The back-and-forth method for Wasserstein gradient flows

This page illustrates the method proposed in (Jacobs et al., 2021). The back-and-forth method was initially introduced to compute optimal transport maps (Jacobs & Léger, 2020), and it can be generalized to compute Wasserstein gradient flows, via the JKO scheme (Jordan et al., 1998). This allows to efficiently solve PDEs of the type

\[\begin{align*} \partial_t\rho - \mathrm{div}(\rho\nabla\phi) = 0, \\ \phi = \delta U(\rho), \end{align*}\]

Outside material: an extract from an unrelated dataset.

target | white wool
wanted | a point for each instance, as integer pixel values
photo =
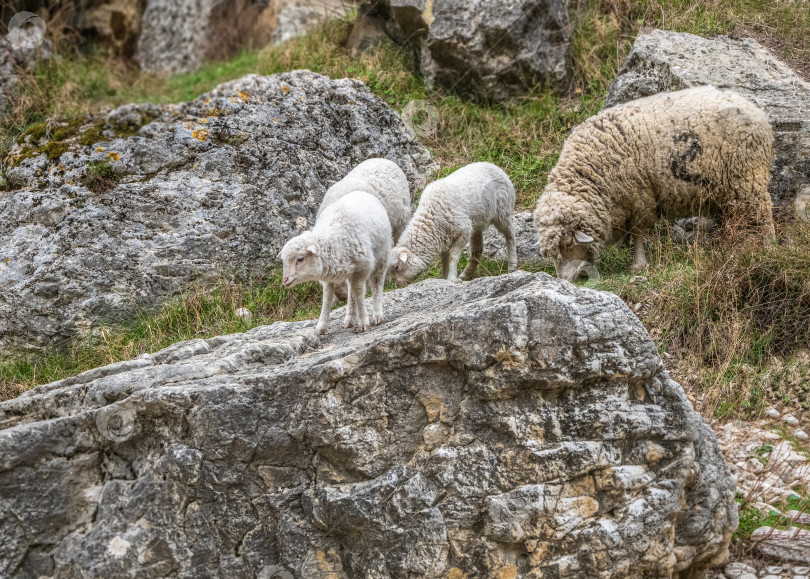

for a large class of interesting energies $U(\rho)$. We consider the following energies:

  • (The porous medium equation) Slow diffusion energies $$ U(\rho) = \int_{\mathbb{R}^d} u_m(\rho(x)) + V(x)\,dx, $$ where $u_m(\rho) = \gamma \rho(x)^m$ for $m>1$ and $\gamma>0$. Here $V\colon\mathbb{R}^d\to[0,\infty]$ is a potential function.
  • (The incompressible limit) Congestion energies $$ U(\rho) = \int_{\mathbb{R}^d} u_{\infty}(\rho(x)) + V(x)\,dx, $$ where $u_\infty(\rho)=0$ if $0\le \rho \le 1$ and $\infty$ otherwise.
  • (An aggregation-diffusion equation) Convex-concave energies $$ U(\rho) = \int_{\mathbb{R}^d} u_m(\rho(x))\,dx + \iint_{\mathbb{R}^d\times \mathbb{R}^d} \lvert x-y\rvert^2\rho(x)\rho(y)\,dxdy. $$ Note that the first term in convex in $\rho$ while the second term is concave in $\rho$.

Code

The code used in the paper is available on GitHub. The documentation is available here.

Porous medium equation

The Wasserstein gradient flow of $U(\rho)=\int_{\mathbb{R}^d} u_m(\rho(x)) + V(x)\,dx$ is the advection slow diffusion equation \(\partial_t\rho +\mathrm{div}(\rho (-\nabla V))= \gamma\Delta \rho^m,\) together with Neumann boundary conditions and an initial condition $\rho(0,\cdot) = \rho_0$.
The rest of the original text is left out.